Twenty state or metropolitan markets account for 62 percent of the world’s hyperscale data center capacity, Synergy Research Group reveals.

Northern Virginia and the Greater Beijing Area alone contributed 22 percent of the total. Following these leaders are Dublin, Oregon, Iowa, and Shanghai. The top 20 markets include 13 in the United States, four in the Asia-Pacific (APAC) region, and three in Europe.
Next twenty largest markets contribute another 18 percent to the global capacity, with Europe and APAC playing a more significant role in this group. The dominance of U.S. markets is attributed to the fact that nearly 60 percent of the world’s hyperscale operators are headquartered in the U.S., including the four largest — Amazon, Microsoft, Google, and Meta. Additionally, the U.S. accounts for nearly half of all global cloud market revenues.
Looking forward, the U.S. and China are expected to maintain their leadership in hyperscale data center capacity, although emerging markets such as Malaysia, India, and Spain are likely to gain more prominence.
Hyperscale Leaders and Global Footprint
The research, which analyzed the data center footprint of 19 major global cloud and internet service companies, underscores the dominance of leading cloud providers — Amazon, Microsoft, and Google. These companies, with extensive data center networks in the U.S. and globally, account for 60 percent of all hyperscale data center capacity. Following them in the rankings are Meta (Facebook), Alibaba, Tencent, Apple, and ByteDance, along with several other smaller operators.
Synergy’s forecast growth numbers rely heavily on tracking the development pipeline of hyperscale operators. Currently, there are 510 hyperscale data centers in various stages of planning, development, or outfitting.

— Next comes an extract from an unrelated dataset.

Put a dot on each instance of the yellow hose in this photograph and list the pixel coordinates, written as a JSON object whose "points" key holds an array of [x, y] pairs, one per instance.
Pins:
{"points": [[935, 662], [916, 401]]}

Factors Influencing Data Center Locations
John Dinsdale, Chief Analyst at Synergy Research Group, explained that the choice of location for hyperscale infrastructure depends on several factors, including proximity to customers, real estate availability and cost, power costs, networking infrastructure, ease of doing business, local financial incentives, political stability, and natural hazard risks. These factors often favor less densely populated U.S. states like Oregon, Iowa, and Nebraska over major economic hubs like London and New York.